A clear dose-response relation was found among the Canadian miners exposed to aluminium. However, neither blood nor urine concentrations of aluminium were measured. These miners were exposed for a longer time than the two groups of powder production workers. These two groups of workers have urinary concentrations even higher than those found in some of the welder groups. Therefore, it is notable that no apparent effects from this exposure have been reported among workers in powder production.
URINARY ALUMINIUM CONCENTRATIONS
The concentrations of aluminium in urine after the shift in the welders were calculated according to an equation determined in a previous study.8 The reason for this calculation was to have sample data from a time in common for all the welders. This calculation could be performed because excretion of urinary aluminium among welders has been comparatively well studied.1
All smelter workers were investigated 16 hours or more after their latest exposure. A previous study of seven pot room workers showed a half life of 7.5 hours for urinary concentrations of aluminium.27 However, if this information had been used to calculate concentrations after the shift in our study, the resulting values after the shift would most probably have been overestimations of the true values. The pot room workers in our group were studied in 1980, and the highest concentration of aluminium after the shift found was 20 μg/l.

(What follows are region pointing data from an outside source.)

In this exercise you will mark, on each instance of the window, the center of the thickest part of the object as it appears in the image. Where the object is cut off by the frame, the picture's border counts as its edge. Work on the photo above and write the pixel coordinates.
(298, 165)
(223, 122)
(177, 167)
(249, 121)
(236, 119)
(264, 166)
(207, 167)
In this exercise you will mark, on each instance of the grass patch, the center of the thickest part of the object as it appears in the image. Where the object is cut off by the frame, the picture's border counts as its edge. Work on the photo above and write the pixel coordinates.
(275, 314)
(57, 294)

Most of the flake powder production workers were studied after 5 days free from exposure. An earlier investigation of such workers, who were followed up for 4–5 weeks without exposure, showed a half life for concentrations of aluminium in urine of 5–6 weeks.9 A calculated concentration after the shift could be about 10% higher than the measured one, however, this estimation is based on much weaker background information compared with the welders.
The concentrations of aluminium in blood and urine are affected by short term and long term occupational exposure. Samples collected immediately after a work shift are strongly related to the current exposure, whereas samples taken later in the period after exposure reflect cumulative exposure, that is, the body burden of aluminium. This dose estimate is probably better for assessing many health risks. However, it is not known how well concentrations of aluminium in blood and urine reflect the concentrations in the target tissues, such as the brain, among workers exposed to different species of aluminium.

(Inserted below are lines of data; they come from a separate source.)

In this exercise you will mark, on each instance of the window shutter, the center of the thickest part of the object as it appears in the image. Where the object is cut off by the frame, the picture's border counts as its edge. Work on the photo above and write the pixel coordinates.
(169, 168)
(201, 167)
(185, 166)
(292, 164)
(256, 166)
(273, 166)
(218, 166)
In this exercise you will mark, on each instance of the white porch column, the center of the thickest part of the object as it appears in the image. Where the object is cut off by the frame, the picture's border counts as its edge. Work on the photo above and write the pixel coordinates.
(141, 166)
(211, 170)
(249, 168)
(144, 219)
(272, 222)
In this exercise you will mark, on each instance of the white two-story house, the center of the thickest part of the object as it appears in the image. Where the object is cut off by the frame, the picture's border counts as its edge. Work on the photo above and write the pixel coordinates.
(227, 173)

Neurotoxic effects have been found in welders with urinary concentrations of aluminium above 100 μg/l compared with welders with lower levels. The consistency in these findings is probably explained by the fact that the welders are compared with other welders, being similar in most respects except the exposure to aluminium. It should be emphasised that knowledge is lacking whether these effects are reversible or not. The only country with a limit value for aluminium in urine after the shift is Germany, and the adopted limit value is 200 μg/l.28 According to recently published findings this concentration seems to be too high to sufficiently protect aluminium welders.

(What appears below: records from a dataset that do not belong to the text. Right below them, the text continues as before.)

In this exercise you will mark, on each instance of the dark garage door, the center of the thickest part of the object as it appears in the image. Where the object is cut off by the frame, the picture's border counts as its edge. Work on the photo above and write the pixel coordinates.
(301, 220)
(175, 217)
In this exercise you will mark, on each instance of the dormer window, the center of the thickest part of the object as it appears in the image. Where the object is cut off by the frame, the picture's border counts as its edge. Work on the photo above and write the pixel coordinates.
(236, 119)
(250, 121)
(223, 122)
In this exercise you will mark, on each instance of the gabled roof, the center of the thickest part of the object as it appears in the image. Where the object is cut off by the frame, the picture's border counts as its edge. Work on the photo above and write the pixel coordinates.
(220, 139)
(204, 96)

Neurotoxic effects have not been found in workers exposed to powder despite high urinary concentrations of aluminium. This fact needs to be further studied.
The Swedish Council for Work Life Research supported the studies of welders and of pot room and foundry workers financially. All three studies were financially supported in part by the companies studied. The study design was approved by the regional ethics committee at the Karolinska Institute in Stockholm.